I’ve been thinking about the tradeoff between speed, simplicity and generality. I tentatively think that there’s some sort of pareto optimal relationship between speed, simplicity and generality. I think the key is to view a given program as representing an implicit encoding of the distribution of inputs that the program correctly decides. As the program generalizes, its distribution of correctly decided inputs expands. As the program becomes simpler, its capacity to specify an efficient encoding decreases. Both these factors point towards the program taking longer to execute on randomly sampled inputs from its input distribution.
You can see a presentation about my current intuitions which I prepared for my PhD advisor: https://docs.google.com/presentation/d/1JG9LYG6pDt7T6WcU9vpU6pqwSR5xjcaEJmKAudRtNPs/edit?usp=sharing
I hope to have a full write up once I’m more certain about how to think about these the arguments in the presentation. I’m pretty unsure about this line of thought, but I think it might be moving towards some pretty important insights regarding simplicity vs speed vs generality. I’d be happy for any feedback you have!
One thing I feel pretty confidant about is that pure speed prior does not generalize (like at all). I think it just gives you a binary search tree lookup table containing only your training data.
I certainly agree that the most extreme version of the speed prior is degenerate—but given that you need to trade off speed and complexity under a finite compute budget, the simplest-yet-slow algorithm will often perform much worse than a slightly-more-complicated-yet-faster algorithm.
For example, consider the fact that reasoning abstractly about how to play Go is a lot worse than learning really good heuristics for playing Go. Those heuristics are indeed kind of a step towards a “lookup table”—but that’s ok sometimes, given that thinking forever (e.g. heuristic-free MCTS) will find much worse solutions in a given time budget.
You might already know this, but the idea of perfect generality on arbitrary tasks seems like you’re basically asking for Solomonoff induction—in which case you might reformulate your point as saying “the longer you run Solomonoff induction, the more general the class of problems you can solve”. I think this is true in the limit, but for any finite-complexity distribution of training environments, you do eventually hit diminishing returns from running your Solomonoff inductor for longer.
I think there’s a continuum of speed vs generality. You can add more complexity to improve speed, but it comes at the cost of generality (assuming all algorithms are implemented in an equally efficient manner).

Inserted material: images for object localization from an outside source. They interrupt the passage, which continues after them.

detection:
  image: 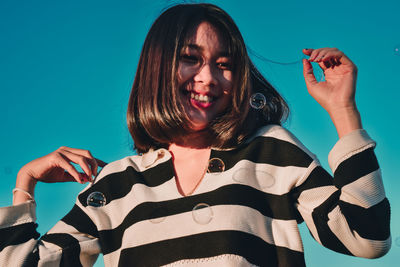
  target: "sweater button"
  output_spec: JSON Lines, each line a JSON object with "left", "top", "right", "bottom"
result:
{"left": 207, "top": 158, "right": 225, "bottom": 173}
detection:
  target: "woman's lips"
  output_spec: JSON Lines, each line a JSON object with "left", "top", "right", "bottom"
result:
{"left": 189, "top": 92, "right": 215, "bottom": 108}
{"left": 190, "top": 98, "right": 213, "bottom": 108}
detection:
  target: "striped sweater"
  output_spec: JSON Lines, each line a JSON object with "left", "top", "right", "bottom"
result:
{"left": 0, "top": 125, "right": 391, "bottom": 266}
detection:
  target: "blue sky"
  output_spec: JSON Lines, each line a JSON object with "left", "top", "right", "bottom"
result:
{"left": 0, "top": 0, "right": 399, "bottom": 266}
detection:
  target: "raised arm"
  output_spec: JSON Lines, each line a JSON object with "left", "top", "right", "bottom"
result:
{"left": 302, "top": 48, "right": 362, "bottom": 138}
{"left": 13, "top": 146, "right": 105, "bottom": 205}
{"left": 293, "top": 49, "right": 391, "bottom": 258}
{"left": 290, "top": 129, "right": 391, "bottom": 258}
{"left": 1, "top": 147, "right": 106, "bottom": 266}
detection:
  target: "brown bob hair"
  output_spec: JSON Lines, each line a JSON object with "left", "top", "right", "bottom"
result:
{"left": 127, "top": 3, "right": 289, "bottom": 153}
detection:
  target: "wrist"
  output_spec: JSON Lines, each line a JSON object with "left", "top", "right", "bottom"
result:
{"left": 13, "top": 188, "right": 35, "bottom": 205}
{"left": 328, "top": 105, "right": 362, "bottom": 138}
{"left": 14, "top": 171, "right": 37, "bottom": 205}
{"left": 16, "top": 168, "right": 37, "bottom": 196}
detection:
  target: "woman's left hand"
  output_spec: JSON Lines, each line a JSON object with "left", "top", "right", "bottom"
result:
{"left": 302, "top": 48, "right": 357, "bottom": 115}
{"left": 302, "top": 48, "right": 362, "bottom": 137}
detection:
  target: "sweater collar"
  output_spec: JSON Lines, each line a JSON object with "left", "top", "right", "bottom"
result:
{"left": 140, "top": 148, "right": 171, "bottom": 168}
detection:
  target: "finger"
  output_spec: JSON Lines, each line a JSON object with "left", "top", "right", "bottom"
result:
{"left": 58, "top": 147, "right": 99, "bottom": 177}
{"left": 316, "top": 50, "right": 340, "bottom": 60}
{"left": 302, "top": 48, "right": 314, "bottom": 56}
{"left": 95, "top": 158, "right": 107, "bottom": 167}
{"left": 87, "top": 157, "right": 98, "bottom": 177}
{"left": 310, "top": 48, "right": 339, "bottom": 62}
{"left": 317, "top": 55, "right": 334, "bottom": 71}
{"left": 59, "top": 146, "right": 93, "bottom": 157}
{"left": 79, "top": 172, "right": 92, "bottom": 183}
{"left": 323, "top": 60, "right": 332, "bottom": 69}
{"left": 52, "top": 153, "right": 85, "bottom": 183}
{"left": 302, "top": 59, "right": 318, "bottom": 86}
{"left": 309, "top": 48, "right": 324, "bottom": 61}
{"left": 314, "top": 50, "right": 331, "bottom": 62}
{"left": 314, "top": 50, "right": 344, "bottom": 70}
{"left": 86, "top": 157, "right": 108, "bottom": 177}
{"left": 329, "top": 57, "right": 339, "bottom": 67}
{"left": 58, "top": 147, "right": 103, "bottom": 176}
{"left": 59, "top": 171, "right": 80, "bottom": 183}
{"left": 323, "top": 50, "right": 348, "bottom": 63}
{"left": 317, "top": 50, "right": 350, "bottom": 67}
{"left": 340, "top": 53, "right": 356, "bottom": 68}
{"left": 58, "top": 149, "right": 93, "bottom": 180}
{"left": 61, "top": 171, "right": 91, "bottom": 183}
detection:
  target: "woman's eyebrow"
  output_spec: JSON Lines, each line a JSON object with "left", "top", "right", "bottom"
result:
{"left": 183, "top": 44, "right": 230, "bottom": 57}
{"left": 185, "top": 44, "right": 202, "bottom": 51}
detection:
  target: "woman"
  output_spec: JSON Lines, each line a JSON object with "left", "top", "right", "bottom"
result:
{"left": 0, "top": 3, "right": 390, "bottom": 267}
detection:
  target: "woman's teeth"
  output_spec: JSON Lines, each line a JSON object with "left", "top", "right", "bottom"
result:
{"left": 190, "top": 92, "right": 214, "bottom": 103}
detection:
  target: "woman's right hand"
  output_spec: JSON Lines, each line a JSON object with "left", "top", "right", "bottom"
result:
{"left": 14, "top": 147, "right": 106, "bottom": 205}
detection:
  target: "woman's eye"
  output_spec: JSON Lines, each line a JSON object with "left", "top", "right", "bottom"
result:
{"left": 217, "top": 62, "right": 231, "bottom": 70}
{"left": 181, "top": 55, "right": 199, "bottom": 64}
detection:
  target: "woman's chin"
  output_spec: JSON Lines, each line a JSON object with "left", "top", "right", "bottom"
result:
{"left": 189, "top": 123, "right": 208, "bottom": 132}
{"left": 184, "top": 113, "right": 210, "bottom": 132}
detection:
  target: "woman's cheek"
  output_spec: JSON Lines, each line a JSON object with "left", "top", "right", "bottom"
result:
{"left": 222, "top": 72, "right": 233, "bottom": 92}
{"left": 178, "top": 65, "right": 196, "bottom": 83}
{"left": 223, "top": 70, "right": 232, "bottom": 80}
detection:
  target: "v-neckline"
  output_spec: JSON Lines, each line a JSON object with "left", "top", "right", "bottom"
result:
{"left": 169, "top": 148, "right": 213, "bottom": 197}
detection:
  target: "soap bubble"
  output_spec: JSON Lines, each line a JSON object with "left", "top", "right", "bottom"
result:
{"left": 150, "top": 214, "right": 166, "bottom": 223}
{"left": 87, "top": 192, "right": 106, "bottom": 207}
{"left": 394, "top": 45, "right": 400, "bottom": 56}
{"left": 150, "top": 216, "right": 165, "bottom": 224}
{"left": 208, "top": 158, "right": 225, "bottom": 173}
{"left": 149, "top": 208, "right": 166, "bottom": 224}
{"left": 232, "top": 168, "right": 275, "bottom": 189}
{"left": 250, "top": 93, "right": 266, "bottom": 109}
{"left": 395, "top": 236, "right": 400, "bottom": 247}
{"left": 192, "top": 203, "right": 213, "bottom": 224}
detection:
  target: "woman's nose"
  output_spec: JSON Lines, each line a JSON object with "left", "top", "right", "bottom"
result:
{"left": 193, "top": 63, "right": 217, "bottom": 86}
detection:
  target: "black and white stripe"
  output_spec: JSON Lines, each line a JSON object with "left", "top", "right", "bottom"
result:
{"left": 0, "top": 125, "right": 391, "bottom": 266}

Given a finite compute budget, it’s definitely possible to choose an algorithm that’s more general than your budget can afford. In that case, you hit under fitting issues. Then, you can find a more complex algorithm that’s more specialized to the specific distribution you’re trying to model. Such an algorithm is faster to run on your training distribution but is less likely to generalize to other distributions.
The overall point of the presentation is that such a tendency isn’t just some empirical pattern that we can only count on for algorithms developed by humans. It derives from an information-theoretic perspective on the relation between algorithmic complexity, runtime and input space complexity.
Edit: to clarify an implicit assumption in my presentation, I’m assuming all algorithms are run for as long as needed to correctly decide all inputs. The analysis focuses on how the runtime changes as the simplicity increases and the input space widens.
This is an interesting subject. I think that the average slope of the speed-simplicity frontier might give a good measure of the complexity of an object, specifically of the number of layers of emergent behavior that the object exhibits.